Thinking Out Loud: Process Management¶

A senior SRE's internal monologue while working through a real process management task. This isn't a tutorial — it's a window into how experienced engineers actually think.

The Situation¶

A team reports that deploys to a production server are failing because the application (a Node.js service) "won't stop." The deploy script sends SIGTERM and waits 30 seconds, but the process doesn't exit. The script then sends SIGKILL, which works but causes dropped connections and incomplete transactions. I need to figure out why the graceful shutdown isn't working.

The Monologue¶

Process ignoring SIGTERM. There are a few common reasons: the process is handling SIGTERM and not actually exiting, it's stuck in an uninterruptible I/O state, or the signal is being delivered to the wrong process (e.g., a shell wrapper is catching it).
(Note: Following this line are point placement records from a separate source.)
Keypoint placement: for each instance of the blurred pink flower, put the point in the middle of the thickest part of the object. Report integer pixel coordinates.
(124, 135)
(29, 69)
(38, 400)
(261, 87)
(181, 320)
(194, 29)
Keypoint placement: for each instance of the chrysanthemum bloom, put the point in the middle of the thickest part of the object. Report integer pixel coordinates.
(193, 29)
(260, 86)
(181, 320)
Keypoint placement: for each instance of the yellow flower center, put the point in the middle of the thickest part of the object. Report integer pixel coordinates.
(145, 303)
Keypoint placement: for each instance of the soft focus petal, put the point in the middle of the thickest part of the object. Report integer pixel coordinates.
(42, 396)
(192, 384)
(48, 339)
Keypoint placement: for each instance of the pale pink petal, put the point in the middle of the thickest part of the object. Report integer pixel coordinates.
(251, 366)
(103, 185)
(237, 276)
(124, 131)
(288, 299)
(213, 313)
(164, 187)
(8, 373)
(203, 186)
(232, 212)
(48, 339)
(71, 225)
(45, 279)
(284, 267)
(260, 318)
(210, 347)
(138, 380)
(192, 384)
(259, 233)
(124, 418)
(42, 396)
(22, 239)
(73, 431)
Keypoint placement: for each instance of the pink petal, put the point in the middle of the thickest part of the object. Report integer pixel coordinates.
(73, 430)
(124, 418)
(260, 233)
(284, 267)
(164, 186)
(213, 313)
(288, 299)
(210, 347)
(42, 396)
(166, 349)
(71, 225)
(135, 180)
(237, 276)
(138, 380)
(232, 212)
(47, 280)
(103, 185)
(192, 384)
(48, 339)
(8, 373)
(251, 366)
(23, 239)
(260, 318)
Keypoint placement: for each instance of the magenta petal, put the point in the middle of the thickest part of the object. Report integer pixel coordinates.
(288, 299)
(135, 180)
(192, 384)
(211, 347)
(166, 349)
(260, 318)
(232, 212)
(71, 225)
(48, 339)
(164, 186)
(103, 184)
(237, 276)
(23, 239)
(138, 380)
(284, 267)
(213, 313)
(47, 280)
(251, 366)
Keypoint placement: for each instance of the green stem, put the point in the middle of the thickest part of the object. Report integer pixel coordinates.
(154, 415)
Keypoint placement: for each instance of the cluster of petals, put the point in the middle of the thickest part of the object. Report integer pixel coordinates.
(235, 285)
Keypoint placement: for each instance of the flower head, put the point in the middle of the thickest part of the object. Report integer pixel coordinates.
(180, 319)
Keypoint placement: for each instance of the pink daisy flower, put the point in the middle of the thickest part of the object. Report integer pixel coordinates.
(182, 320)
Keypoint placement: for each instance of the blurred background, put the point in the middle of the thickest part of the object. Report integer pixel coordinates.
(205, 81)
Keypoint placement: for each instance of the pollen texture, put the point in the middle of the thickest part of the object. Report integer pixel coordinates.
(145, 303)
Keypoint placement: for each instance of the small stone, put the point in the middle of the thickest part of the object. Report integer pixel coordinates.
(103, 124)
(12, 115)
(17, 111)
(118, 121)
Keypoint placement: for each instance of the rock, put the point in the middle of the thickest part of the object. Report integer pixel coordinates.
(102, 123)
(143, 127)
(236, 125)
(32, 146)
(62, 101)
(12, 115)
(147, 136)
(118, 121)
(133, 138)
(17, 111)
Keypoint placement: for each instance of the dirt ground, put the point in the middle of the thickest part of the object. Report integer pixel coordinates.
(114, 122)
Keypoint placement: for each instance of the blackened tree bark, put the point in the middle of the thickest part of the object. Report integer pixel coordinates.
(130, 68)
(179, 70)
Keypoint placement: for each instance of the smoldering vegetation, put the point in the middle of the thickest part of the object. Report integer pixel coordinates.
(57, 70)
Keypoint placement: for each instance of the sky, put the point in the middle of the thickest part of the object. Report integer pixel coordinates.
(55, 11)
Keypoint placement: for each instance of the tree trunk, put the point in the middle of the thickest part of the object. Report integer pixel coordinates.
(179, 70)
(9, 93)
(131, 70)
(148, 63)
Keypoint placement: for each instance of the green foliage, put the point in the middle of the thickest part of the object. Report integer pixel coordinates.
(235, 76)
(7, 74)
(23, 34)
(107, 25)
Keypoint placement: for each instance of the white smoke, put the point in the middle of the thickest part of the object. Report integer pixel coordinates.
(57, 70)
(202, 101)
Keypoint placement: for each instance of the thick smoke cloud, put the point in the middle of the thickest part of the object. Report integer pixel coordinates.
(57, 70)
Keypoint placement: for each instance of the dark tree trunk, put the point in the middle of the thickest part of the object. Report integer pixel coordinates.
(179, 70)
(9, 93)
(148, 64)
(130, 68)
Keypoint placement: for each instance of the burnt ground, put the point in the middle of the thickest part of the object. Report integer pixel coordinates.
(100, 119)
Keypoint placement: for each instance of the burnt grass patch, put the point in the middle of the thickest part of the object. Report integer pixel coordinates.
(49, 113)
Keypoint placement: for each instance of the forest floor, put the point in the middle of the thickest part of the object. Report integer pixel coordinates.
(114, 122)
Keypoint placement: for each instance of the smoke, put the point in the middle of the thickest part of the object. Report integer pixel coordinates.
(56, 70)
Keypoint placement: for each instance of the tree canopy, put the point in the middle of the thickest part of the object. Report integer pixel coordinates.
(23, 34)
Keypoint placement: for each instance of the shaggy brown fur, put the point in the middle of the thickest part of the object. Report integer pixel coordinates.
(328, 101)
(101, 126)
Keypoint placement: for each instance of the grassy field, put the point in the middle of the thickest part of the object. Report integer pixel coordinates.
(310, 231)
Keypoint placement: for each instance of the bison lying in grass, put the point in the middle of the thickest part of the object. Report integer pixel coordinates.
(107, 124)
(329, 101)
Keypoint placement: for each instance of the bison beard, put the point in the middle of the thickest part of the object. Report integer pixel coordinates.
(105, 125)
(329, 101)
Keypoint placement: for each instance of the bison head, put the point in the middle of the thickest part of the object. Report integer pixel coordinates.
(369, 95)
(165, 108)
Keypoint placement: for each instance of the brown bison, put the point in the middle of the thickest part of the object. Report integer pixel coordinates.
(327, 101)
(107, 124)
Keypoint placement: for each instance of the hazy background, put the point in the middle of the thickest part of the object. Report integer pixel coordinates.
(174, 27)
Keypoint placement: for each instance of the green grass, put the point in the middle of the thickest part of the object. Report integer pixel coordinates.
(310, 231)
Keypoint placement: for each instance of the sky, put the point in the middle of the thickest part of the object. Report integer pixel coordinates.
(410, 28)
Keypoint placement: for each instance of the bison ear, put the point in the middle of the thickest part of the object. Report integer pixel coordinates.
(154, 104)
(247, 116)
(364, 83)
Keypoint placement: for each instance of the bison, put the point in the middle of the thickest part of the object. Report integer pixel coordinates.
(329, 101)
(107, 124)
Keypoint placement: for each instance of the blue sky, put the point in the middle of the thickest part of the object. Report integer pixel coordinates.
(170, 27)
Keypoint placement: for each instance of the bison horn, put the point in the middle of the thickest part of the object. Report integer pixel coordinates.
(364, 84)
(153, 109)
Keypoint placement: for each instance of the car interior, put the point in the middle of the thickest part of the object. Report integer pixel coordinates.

Let me check how the service is started.

systemctl cat app-server

ExecStart=/bin/bash -c 'source /opt/app/.env && exec node /opt/app/server.js'. Interesting — they're using a bash wrapper. Let me check: when systemd sends SIGTERM, it sends it to the main PID. If the main PID is bash (the wrapper) and not node, then bash receives the signal, not node. And bash with a running child will... well, it depends.

Actually, they used exec which replaces the bash process with node. So the PID should be the node process. Let me verify.

systemctl show app-server -p MainPID
ps -p $(systemctl show app-server -p MainPID --value) -o pid,comm,args

Main PID is a node process. So the signal IS going to node. Then why isn't it shutting down?

Let me check if the process is handling SIGTERM.

cat /proc/$(systemctl show app-server -p MainPID --value)/status | grep SigCgt

SigCgt: 0000000180004002. Let me decode that bitmask. Signal 15 (SIGTERM) is bit 14 (0-indexed)... 2^14 = 16384 = 0x4000. And 0x4002 includes that. Yes, the process IS catching SIGTERM. So the app has a signal handler, but it's not exiting.

Mental Model: Signal Handler Debugging¶

A process catching a signal doesn't mean it handles it correctly. Check /proc/<pid>/status SigCgt field to confirm which signals are caught. Then check whether the handler actually does what you think — a common bug is registering a SIGTERM handler that starts cleanup but never calls process.exit().

Let me look at the application code to see what the signal handler does.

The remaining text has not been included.